Tanzania’s new leader, President Samia Suluhu Hassan, is in Uganda to sign the documents, perhaps her most important executive action since her inauguration last month. Ugandan President Yoweri Museveni and officials from Total, a majority shareholder in Uganda’s oil fields, will also sign the agreements, which were long held up by tax disputes, administrative delays, and the death of Hassan’s predecessor.
Despite anxiety over falling crude prices in recent years, hopes have remained high in Uganda over the potential for oil exports to lift the East African country into upper middle-income status by 2040. Annual per capita income in Uganda was less than $800 in 2019. A 2015 World Bank study emphasized that the economic benefits would be considerable if local companies are competitive enough to win lucrative service contracts in the oil sector.
Museveni, who has led Uganda since 1986, has sometimes suggested that the discovery of commercially viable quantities of oil in 2006 created an opportunity for him to remain in power.

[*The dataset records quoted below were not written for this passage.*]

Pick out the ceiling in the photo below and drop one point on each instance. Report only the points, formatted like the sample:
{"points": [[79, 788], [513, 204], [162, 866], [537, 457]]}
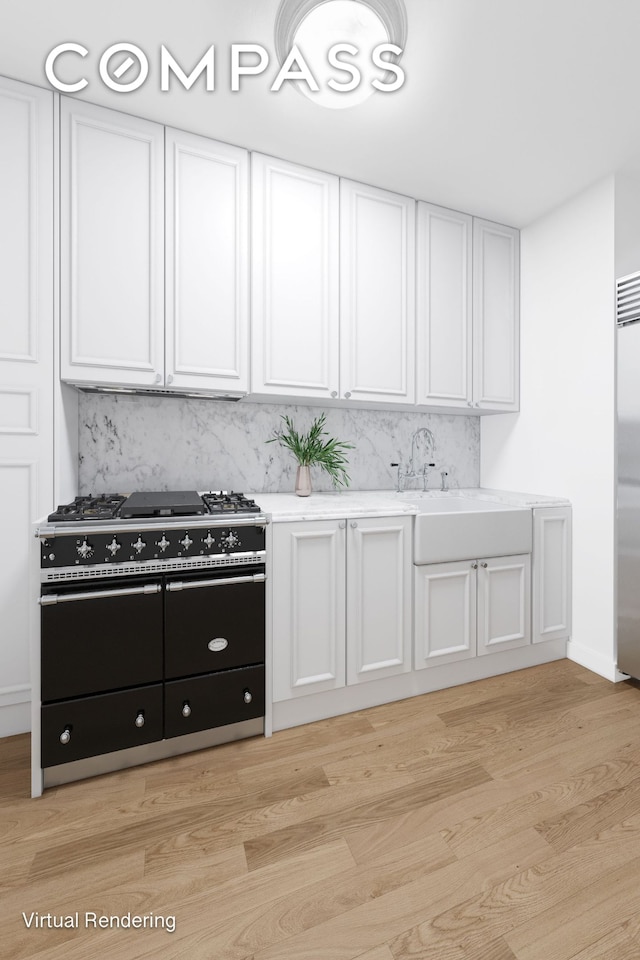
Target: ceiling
{"points": [[509, 108]]}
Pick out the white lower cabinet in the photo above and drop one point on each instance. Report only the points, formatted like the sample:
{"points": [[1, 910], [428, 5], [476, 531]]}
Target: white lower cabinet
{"points": [[551, 573], [471, 607], [342, 603]]}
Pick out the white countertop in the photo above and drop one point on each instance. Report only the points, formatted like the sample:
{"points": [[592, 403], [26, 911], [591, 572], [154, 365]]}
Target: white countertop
{"points": [[287, 507]]}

“They are targeting my oil,” he said of his challengers in the country’s 2016 presidential election.
Watchdog groups and others have warned against the personalization of Uganda’s oil resources and heavy borrowing by national budget authorities anticipating oil revenue. It remains unclear when Uganda will export its first drop of crude, since developing storage sites, processing facilities and other key infrastructure will take time.
Total’s investment partner in Uganda is the China National Offshore Oil Corporation, or CNOOC, which has a smaller stake in the pipeline project.
The shareholder agreements cover the construction of the $3.5 billion pipeline designed to connect oil fields near Lake Albert to the Tanzanian port of Tanga. Plans for the pipeline have been attacked as “irresponsible” by activists who say it is not compatible with the goals of the Paris climate accord.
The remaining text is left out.